I had originally planned a different topic for this week’s blog post, but I would be remiss if I didn’t use this time and space to share my experience at my primary care practitioner’s office today. I went in for my flu shot, not a big deal; I only spent about 10 minutes there. However, in those ten minutes I was paying particular attention to the nursing staff (don’t we all do that?) A young woman called my name and I followed her down the hall as she studied her clipboard - no eye contact, no hello, no smile, and no introduction. I also quickly noticed that while she was wearing scrubs, she did not have a name tag on, or anything identifying herself by name or role.

Off we went into a small room where another woman was working on her computer.

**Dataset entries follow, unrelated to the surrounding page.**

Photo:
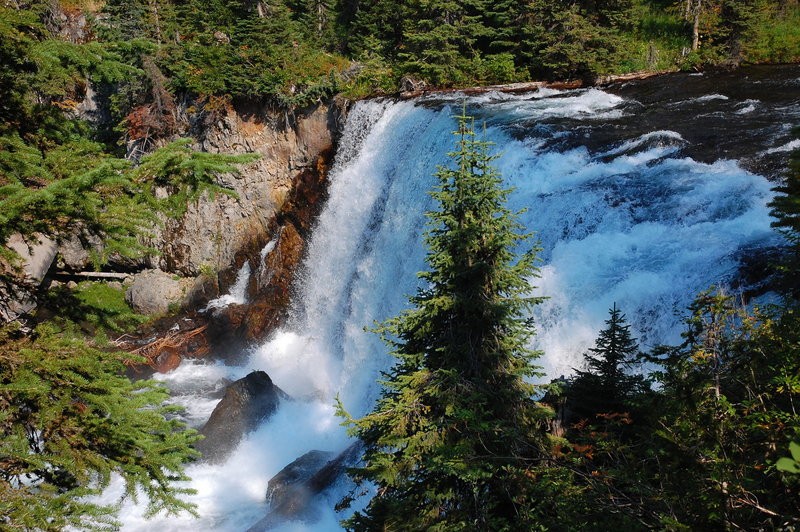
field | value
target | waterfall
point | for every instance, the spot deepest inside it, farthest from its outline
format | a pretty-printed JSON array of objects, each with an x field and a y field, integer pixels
[{"x": 629, "y": 219}]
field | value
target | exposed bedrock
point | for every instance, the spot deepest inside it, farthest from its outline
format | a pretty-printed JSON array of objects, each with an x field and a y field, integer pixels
[{"x": 247, "y": 403}]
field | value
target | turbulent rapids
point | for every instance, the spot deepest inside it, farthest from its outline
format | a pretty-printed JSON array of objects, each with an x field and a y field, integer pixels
[{"x": 638, "y": 195}]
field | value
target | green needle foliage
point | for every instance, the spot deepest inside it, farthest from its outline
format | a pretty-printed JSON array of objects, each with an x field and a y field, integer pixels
[
  {"x": 455, "y": 436},
  {"x": 69, "y": 422}
]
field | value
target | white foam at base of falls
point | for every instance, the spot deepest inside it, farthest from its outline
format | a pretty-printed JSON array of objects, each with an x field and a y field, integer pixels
[{"x": 637, "y": 224}]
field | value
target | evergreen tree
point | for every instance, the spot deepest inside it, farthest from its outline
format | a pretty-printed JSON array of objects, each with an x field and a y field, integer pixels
[
  {"x": 455, "y": 438},
  {"x": 786, "y": 211},
  {"x": 69, "y": 421},
  {"x": 605, "y": 387}
]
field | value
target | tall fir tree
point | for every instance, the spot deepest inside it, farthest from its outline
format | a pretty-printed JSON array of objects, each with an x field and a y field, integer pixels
[
  {"x": 455, "y": 438},
  {"x": 604, "y": 386}
]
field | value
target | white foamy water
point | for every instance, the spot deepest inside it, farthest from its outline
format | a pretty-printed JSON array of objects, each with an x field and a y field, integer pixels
[
  {"x": 237, "y": 295},
  {"x": 636, "y": 224},
  {"x": 789, "y": 146}
]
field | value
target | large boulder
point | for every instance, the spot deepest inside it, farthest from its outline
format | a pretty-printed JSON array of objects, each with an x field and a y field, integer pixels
[
  {"x": 153, "y": 291},
  {"x": 292, "y": 491},
  {"x": 246, "y": 404},
  {"x": 298, "y": 472}
]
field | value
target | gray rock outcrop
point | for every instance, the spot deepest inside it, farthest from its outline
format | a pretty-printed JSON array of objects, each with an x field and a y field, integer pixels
[
  {"x": 246, "y": 403},
  {"x": 153, "y": 291},
  {"x": 213, "y": 231},
  {"x": 296, "y": 486}
]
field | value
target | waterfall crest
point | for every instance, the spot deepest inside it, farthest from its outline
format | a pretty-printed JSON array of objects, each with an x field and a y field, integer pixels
[{"x": 629, "y": 219}]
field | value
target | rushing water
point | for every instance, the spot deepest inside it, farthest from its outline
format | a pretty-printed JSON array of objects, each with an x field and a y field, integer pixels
[{"x": 640, "y": 194}]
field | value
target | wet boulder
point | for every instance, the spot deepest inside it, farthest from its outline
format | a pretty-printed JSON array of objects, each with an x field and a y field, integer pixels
[
  {"x": 292, "y": 491},
  {"x": 298, "y": 472},
  {"x": 246, "y": 404}
]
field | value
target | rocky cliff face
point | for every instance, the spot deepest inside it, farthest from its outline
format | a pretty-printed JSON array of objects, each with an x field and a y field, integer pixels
[
  {"x": 212, "y": 234},
  {"x": 279, "y": 197}
]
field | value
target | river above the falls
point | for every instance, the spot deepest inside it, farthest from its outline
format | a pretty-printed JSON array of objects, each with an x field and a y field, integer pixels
[{"x": 641, "y": 194}]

There was no sink in the room. Just a desk with a pile of the CDC’s Influenza Vaccine fact sheets (not that it was offered to me); a cup of prefilled syringes and a cup of needles; a pile of alcohol swabs; and some other non-related items and pieces of equipment. I did notice on the wall a piece of paper with information about Guillain-Barre syndrome - definition, signs and symptoms, and prognosis. I’m not sure if it was placed there for the staff or for patients. In either case, there was no information offered about why it was posted there.

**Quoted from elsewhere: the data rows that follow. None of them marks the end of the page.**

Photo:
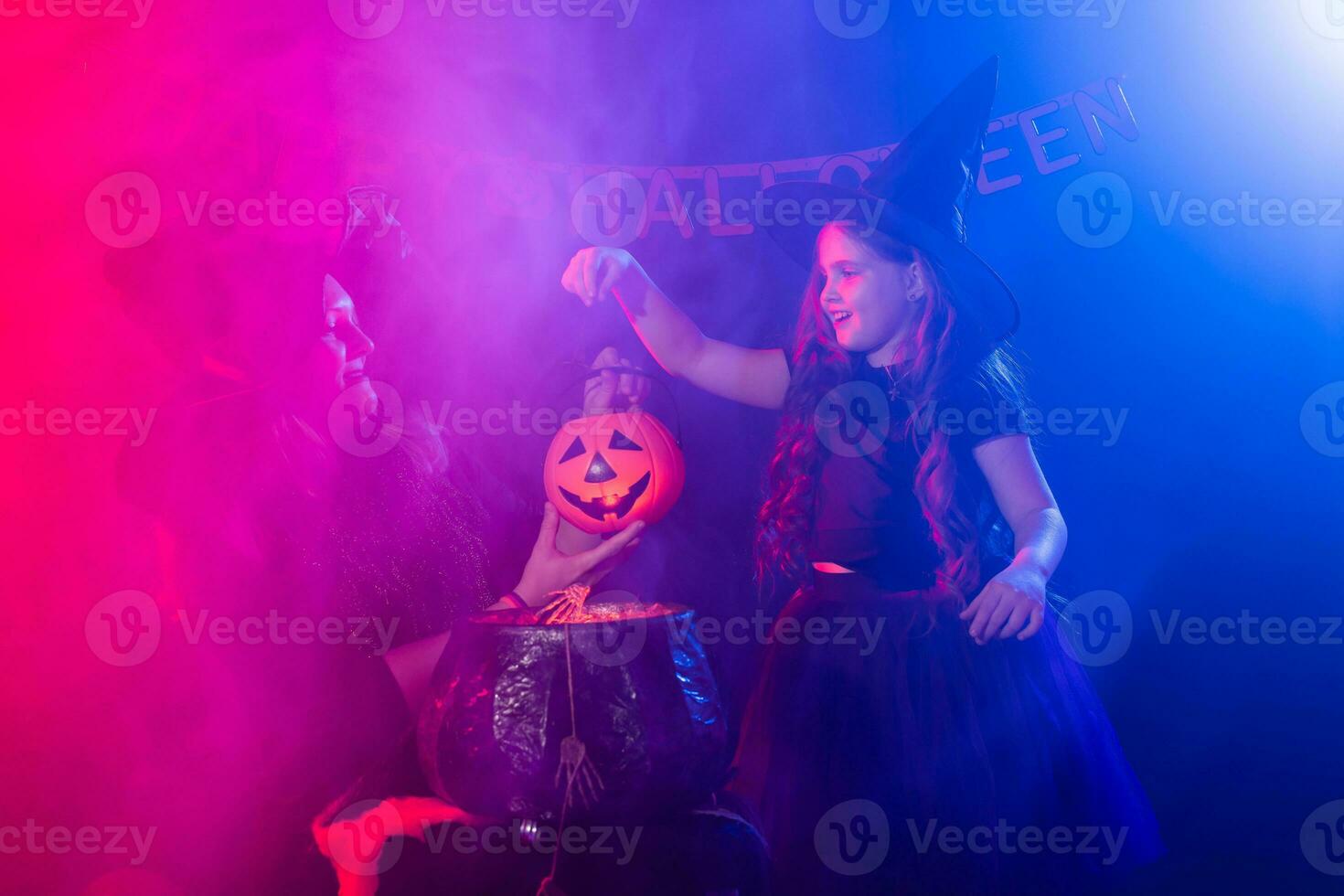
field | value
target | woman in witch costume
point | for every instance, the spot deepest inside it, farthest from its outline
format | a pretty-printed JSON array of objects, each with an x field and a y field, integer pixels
[{"x": 900, "y": 460}]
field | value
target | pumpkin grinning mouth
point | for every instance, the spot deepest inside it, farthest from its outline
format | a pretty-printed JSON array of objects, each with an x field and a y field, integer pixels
[{"x": 600, "y": 508}]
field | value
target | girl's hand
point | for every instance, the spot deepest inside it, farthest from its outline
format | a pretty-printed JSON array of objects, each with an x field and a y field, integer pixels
[
  {"x": 611, "y": 391},
  {"x": 1011, "y": 603},
  {"x": 551, "y": 570},
  {"x": 594, "y": 272}
]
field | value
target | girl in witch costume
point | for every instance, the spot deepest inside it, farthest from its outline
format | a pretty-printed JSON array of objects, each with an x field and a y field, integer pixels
[{"x": 941, "y": 761}]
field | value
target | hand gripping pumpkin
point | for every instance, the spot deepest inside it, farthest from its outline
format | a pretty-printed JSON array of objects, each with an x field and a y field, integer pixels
[{"x": 605, "y": 472}]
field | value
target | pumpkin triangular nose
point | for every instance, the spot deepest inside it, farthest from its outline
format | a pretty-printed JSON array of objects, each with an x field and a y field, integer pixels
[{"x": 600, "y": 470}]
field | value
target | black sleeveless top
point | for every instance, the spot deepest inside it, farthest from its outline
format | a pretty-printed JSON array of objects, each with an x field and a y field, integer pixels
[{"x": 867, "y": 513}]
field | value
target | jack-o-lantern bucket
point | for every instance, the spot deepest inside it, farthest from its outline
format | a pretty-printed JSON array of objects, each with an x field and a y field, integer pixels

This staff member prepared my vaccine, the whole while her long hair swinging around. She put on gloves, asked me which arm I wanted the shot in (then approached my right arm after I replied “left”) and gave me the vaccine. A quick band-aid application and she handed me my “receipt.” No good-bye, smile, or any farewell greeting.

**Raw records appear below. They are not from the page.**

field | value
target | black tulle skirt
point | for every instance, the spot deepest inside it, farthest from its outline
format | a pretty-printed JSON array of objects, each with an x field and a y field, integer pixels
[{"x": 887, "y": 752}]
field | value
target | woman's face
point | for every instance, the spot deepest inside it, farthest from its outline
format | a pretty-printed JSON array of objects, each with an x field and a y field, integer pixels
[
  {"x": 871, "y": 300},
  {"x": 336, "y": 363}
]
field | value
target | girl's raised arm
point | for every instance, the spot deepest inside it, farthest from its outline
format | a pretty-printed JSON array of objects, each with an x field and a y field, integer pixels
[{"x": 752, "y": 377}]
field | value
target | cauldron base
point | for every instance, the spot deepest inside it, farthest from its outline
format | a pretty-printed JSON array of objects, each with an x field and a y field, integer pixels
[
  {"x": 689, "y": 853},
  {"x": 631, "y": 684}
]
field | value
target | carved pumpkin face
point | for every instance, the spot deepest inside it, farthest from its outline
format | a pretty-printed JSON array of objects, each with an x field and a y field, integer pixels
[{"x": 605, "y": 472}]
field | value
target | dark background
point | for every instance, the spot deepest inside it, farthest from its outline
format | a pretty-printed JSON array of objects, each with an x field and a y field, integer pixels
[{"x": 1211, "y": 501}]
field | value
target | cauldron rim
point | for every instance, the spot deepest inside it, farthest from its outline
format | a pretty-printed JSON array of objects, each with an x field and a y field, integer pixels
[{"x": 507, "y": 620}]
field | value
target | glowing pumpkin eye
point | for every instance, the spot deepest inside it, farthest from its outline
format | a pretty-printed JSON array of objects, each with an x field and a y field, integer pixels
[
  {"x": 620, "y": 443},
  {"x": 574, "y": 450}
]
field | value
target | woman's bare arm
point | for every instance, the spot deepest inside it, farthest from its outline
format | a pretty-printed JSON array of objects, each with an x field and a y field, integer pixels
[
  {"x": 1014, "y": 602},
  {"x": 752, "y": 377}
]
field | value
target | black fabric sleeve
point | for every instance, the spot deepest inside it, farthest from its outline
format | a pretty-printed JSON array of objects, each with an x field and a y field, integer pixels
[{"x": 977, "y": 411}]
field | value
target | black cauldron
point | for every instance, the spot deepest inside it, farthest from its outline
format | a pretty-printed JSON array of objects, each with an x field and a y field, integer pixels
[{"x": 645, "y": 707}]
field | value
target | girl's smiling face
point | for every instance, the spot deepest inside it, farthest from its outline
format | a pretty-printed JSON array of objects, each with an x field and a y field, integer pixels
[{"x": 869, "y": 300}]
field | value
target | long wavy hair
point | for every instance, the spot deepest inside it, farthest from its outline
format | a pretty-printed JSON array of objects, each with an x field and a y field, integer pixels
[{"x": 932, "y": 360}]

What has happened to common courtesy and manners? I won’t assume that this staff person was a nurse, but I’m sure that many other patients do and will. How can we promote a professional image of nursing when even a nurse herself (me!) feels this way after a quick visit?

I may have shared this article with you before, New Nurse Notes: 7 tips to improve your professional etiquette, but I think it’s worth sharing again. Okay, I’ll say good-bye now (with a handshake and a smile!)